Libstar banks on new food products
The company's share price jumps 10.28% to R7.83, its highest one-day increase since listing in May last year
Consumer goods manufacturer and distributor Libstar, whose brands include Lancewood cheese and Denny Mushrooms, says it adjusted to the slowdown in consumer spending by launching hundreds of new food products.
Like other consumer-focused businesses, Libstar, which also supplies chicken and beef products to McDonald’s, has had to cope with SA consumers having less money in their pockets as fuel price hikes, an interest rate increase and below-inflation wage increases weigh on disposable income.
Libstar hopes that by partnering with retailers and producing a wider range of goods under their in-house branding, it could win over cash-strapped customers looking to get more value for their money.
The group, which makes a wide range of goods under private labels for leading retailers such as Shoprite, Woolworths, Spar and Pick n Pay, launched 387 new products in the year-to-end-December.
This helped boost revenue by 12.5% to R9.89bn. Libstar CFO Robin Smith said given the pressure consumers were under, the group “was quite pleased with its performance”.

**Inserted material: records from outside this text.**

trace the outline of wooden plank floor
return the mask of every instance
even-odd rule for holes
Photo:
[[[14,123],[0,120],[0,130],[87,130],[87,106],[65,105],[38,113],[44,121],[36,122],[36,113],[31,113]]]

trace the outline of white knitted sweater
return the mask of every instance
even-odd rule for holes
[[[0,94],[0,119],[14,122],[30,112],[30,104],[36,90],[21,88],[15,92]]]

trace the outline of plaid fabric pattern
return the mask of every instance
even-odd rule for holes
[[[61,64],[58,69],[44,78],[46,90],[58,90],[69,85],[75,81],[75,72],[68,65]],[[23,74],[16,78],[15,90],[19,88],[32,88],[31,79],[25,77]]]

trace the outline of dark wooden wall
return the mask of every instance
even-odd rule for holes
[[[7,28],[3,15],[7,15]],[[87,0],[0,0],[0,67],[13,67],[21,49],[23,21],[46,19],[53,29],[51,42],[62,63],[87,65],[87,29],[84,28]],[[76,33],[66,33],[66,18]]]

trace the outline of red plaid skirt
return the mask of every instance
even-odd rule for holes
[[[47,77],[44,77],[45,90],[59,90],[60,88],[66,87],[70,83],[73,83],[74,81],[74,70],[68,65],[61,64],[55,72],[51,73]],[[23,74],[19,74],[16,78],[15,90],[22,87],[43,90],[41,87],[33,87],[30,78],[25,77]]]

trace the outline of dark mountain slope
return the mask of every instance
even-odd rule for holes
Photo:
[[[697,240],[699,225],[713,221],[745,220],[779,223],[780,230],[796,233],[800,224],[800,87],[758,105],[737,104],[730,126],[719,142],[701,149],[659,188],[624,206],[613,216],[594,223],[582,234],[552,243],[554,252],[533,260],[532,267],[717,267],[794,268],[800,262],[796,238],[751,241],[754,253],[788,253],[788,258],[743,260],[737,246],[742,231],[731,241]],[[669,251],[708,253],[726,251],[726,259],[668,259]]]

The market also liked the numbers, with the share price jumping 10.28% to R7.83, its highest one-day increase since listing in May last year.
Libstar CEO Andries van Rensburg said South Africans were generally open to trying out something different and his group was looking to tap into this mindset. “Shoppers are fickle. They want variety. They want newness.”
He said this openness to variety could be seen in the popularity of many of the group’s new products, like its recently released range of Lancewood yoghurts.
The group couldn’t say how many new products it planned to launch in 2019, as many of them would be created in partnership with the retailers. Van Rensburg said one of its new products would be manufactured at its recently commissioned par-bake specialty bread facility. The facility would partially bake bread, which would then be transported to about 400 Woolworths stores, where it would be baked to completion.
Van Rensburg said besides launching new food items, the company was also adapting to the difficult market by trying to control costs. It has put in place a new IT platform which made it easier to measure costs and improve logistics.
However, despite the increase in revenue, operating profit was down 3.5% to R574.9m, while after-tax profit was up 1.2% to R235.7m. The group declared a dividend of 22c per share.
It used R1.1bn from its initial public offering, which raised R1.5bn in 2018, to pay off loans. Its net debt fell from nearly R1.9bn at the end of 2017 to R1.17bn in 2018, while cash on hand improved from R351m to R829m a year later.